Unai Egiluz Arroyo (born 19 March 2002) is a Spanish footballer who plays as a centre-back for Athletic Bilbao.

==Career==
Born in Durango, Biscay, Basque Country, Egiluz joined Athletic Bilbao's Lezama youth academy in 2018, from hometown side SCD Durango. He made his senior debut with the farm team CD Basconia on 5 September 2021, starting in a 0–0 Tercera División RFEF away draw against Barakaldo CF.

Egiluz was promoted to the reserves on 10 July 2022, and made his first appearance for the side on 28 August by coming on as a late substitute in a 2–1 Primera Federación home loss against CF La Nucía. In the summer of 2023, he was one of the players chosen to do the pre-season with the senior squad.

Egiluz made his first tema debut for the Lions on 1 November 2023, starting in a 2–1 away win over UE Rubí, for the season's Copa del Rey. He remained a starter for the B's during the campaign, as they achieved promotion from Segunda Federación.

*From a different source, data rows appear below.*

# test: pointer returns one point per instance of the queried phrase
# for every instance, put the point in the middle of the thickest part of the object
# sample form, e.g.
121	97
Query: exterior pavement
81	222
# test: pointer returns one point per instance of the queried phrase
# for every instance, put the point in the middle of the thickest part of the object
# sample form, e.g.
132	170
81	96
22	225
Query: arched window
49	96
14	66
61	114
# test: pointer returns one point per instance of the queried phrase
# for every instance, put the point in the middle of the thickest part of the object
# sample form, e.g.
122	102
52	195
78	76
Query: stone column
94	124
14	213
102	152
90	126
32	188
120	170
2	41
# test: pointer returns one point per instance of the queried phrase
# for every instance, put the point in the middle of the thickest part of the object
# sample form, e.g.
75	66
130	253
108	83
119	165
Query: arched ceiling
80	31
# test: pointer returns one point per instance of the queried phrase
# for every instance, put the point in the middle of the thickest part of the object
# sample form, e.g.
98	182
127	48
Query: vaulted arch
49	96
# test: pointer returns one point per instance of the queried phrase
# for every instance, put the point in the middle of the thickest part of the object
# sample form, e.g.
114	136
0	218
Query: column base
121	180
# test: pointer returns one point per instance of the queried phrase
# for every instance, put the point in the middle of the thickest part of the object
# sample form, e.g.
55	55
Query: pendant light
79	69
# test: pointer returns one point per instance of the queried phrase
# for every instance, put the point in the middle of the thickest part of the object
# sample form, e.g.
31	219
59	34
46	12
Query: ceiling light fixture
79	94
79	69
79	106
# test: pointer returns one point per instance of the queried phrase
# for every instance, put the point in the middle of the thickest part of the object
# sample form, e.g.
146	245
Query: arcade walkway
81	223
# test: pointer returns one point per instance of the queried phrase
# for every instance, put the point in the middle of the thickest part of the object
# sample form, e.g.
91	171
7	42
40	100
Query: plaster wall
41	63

On 29 August 2024, Egiluz was loaned to Segunda División side CD Mirandés for one year, becoming the third Athletic player to do so in the transfer window. He made his professional debut on 15 September, replacing Tachi at half-time in a 2–0 home win over Albacete Balompié.

Egiluz contributed with 33 appearances overall during the campaign, as the Jabatos narrowly missed out promotion in the play-offs. On returning to Athletic, he renewed his contract until 2028 on 9 July 2025 and was definitely included in the main squad, but suffered a serious anterior cruciate ligament injury shortly after.